Beating around the bush
Ever wondered why your egg whites never seem to form stiff peaks? “Fat inhibits egg whites from whipping,” Josh says. “So if you’ve measured out your butter and there’s even the tiniest thin film left on the bowl, you can whisk for hours and they won’t do anything.”
Same goes when you’re separating egg whites. “If there’s even a sliver of egg yolk in there – forget about it. It’s never going to whip up.”
Pro tip: Josh says to always err on the side of caution and make sure everything is clean and sanitised – hands included – before you try to whip your eggs into shape.
Not using fresh eggs
“I always thought an egg was an egg,” Josh says. “But when I had a chicken a few years ago I was amazed at just how thick the egg whites were when the egg was fresh compared to store bought.”
Pro tip: You can always tell an old egg, Josh says, because if you crack it into a pan, the egg white will run everywhere because the protein has started to break down. “Fresh eggs have a lot more protein, so they are a lot more stable when used in baking.
Killing your yeast
Salt and yeast are not friends. “When you’re making bread, for example, if you have a live culture like yeast, and you add salt into the mix when you’re weighing out/sifting your dry ingredients, you can potentially kill the yeast, which means you’ll have flat bread.”

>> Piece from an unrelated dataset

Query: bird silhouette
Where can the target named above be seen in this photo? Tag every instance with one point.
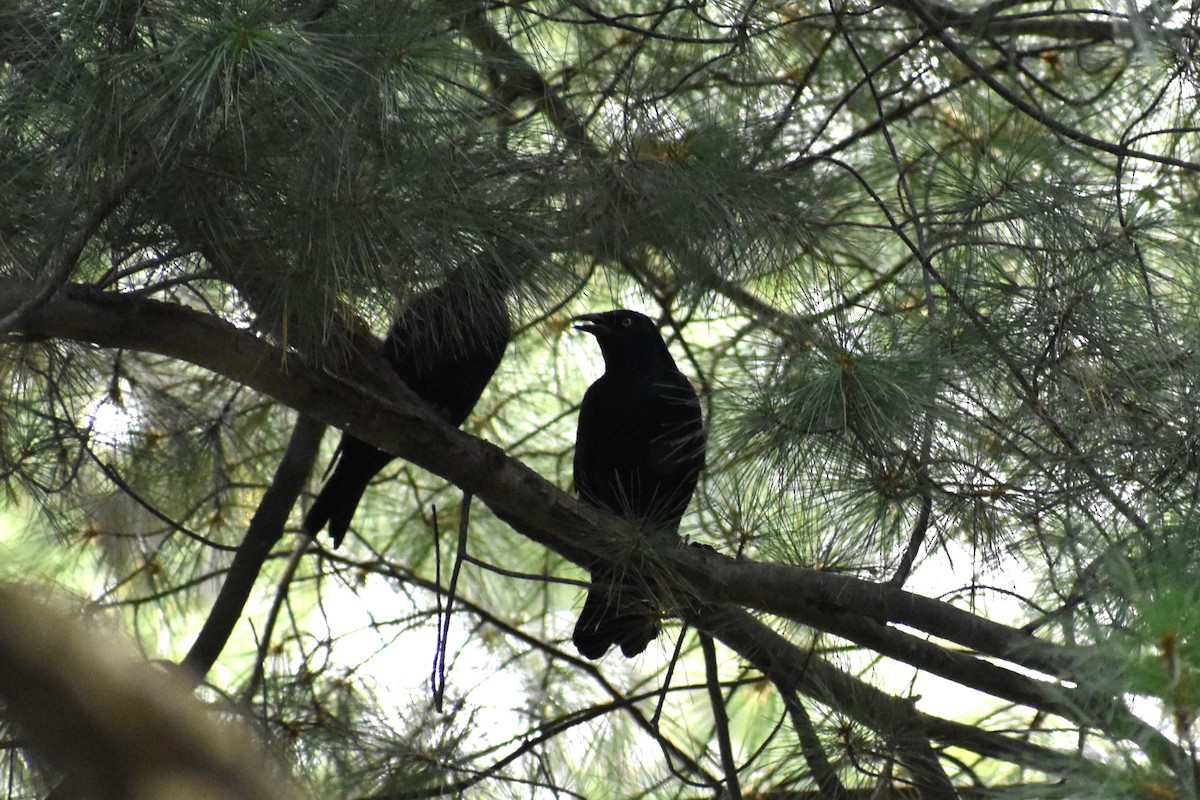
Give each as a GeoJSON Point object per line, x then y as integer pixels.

Pro tip: If you’re working with dried yeast, Josh says, always rehydrate first. “Add some water, give it a whisk, then let it sit for 5-10 mins. When the yeast starts to come alive you’ll start to get little bubbles.
Not planning ahead
As anyone who has ever watched MasterChef can attest, being organised in the kitchen is essential. This includes reading the recipe before you lift a utensil. “Some recipes are not written in the order of how they should be produced,” Josh says. “So always read through the whole recipe first so you understand all the steps before you start. If it’s a recipe that you haven’t made before, or has lots of steps, make sure you have all your ingredients sifted, prepped and weighed out."
Pro tip: "The more prep you do, the easier it’ll be once you get started.”